Infowars Brought in $165M in 3 Years as Alex Jones Claims He Can 'Barely Pay the Bills'

Conspiracy theorist Alex Jones has made over $165 million in three years of sales from his InfoWars store, but he recently told a caller on his radio show, "We can barely pay the bills."

Jones' InfoWars store—which mostly sells dietary supplements, survival equipment and various right-wing apparel—made $165 million in sales from September 2015 to the end of 2018, according to court documents obtained by HuffPost.

Jones supplied the financial documents as part of a discovery request for a defamation court case involving the 2012 Sandy Hook Elementary School shooting. The Dec. 14, 2012, massacre left 26 people dead, including 20 children ages 6 and 7.

HuffPost found that some of the InfoWars store's most profitable days occurred when Jones pushed false and defamatory theories about the shooting.
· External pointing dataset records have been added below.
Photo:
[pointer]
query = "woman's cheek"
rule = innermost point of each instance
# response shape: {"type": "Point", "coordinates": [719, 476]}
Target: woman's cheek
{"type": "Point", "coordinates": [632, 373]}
The store made $100,000 on Nov. 18, 2016, after Jones claimed that the people speaking out about the shooting were "actors." The store made $90,000 on April 22, 2017, when Jones published an Infowars video titled, "Sandy Hook Vampires Exposed."

Despite the store's cash haul, Jones told a caller during the Thursday installment of his radio show, "As much begging as I do, we can barely pay the bills."

He made the statement while promoting the show's online store, adding, "I'm not going to stop growth and let them push us backwards. I need your help, Frank. I need your help."

Jones regularly tells listeners that his show will quickly shut down without their financial support. His show's financial documents suggest otherwise.

Alex Jones infowars millions can't pay bills
Alex Jones has made more than $165 million in three years of sales from InfoWars, despite claiming "we can barely pay the bills." Above, Jones, a longtime informal advisor to former President Donald Trump, speaks... Alex Wong/Getty

Shortly after the Sandy Hook massacre, Jones claimed that the shooting was a "false flag" hoax organized by the government to justify the confiscation of people's firearms. He said scenes from the shooting were re-created using "green screens" and that the children who died in the shooting and their parents were all fake "crisis actors." The parents soon faced harassment and death threats from Jones' followers.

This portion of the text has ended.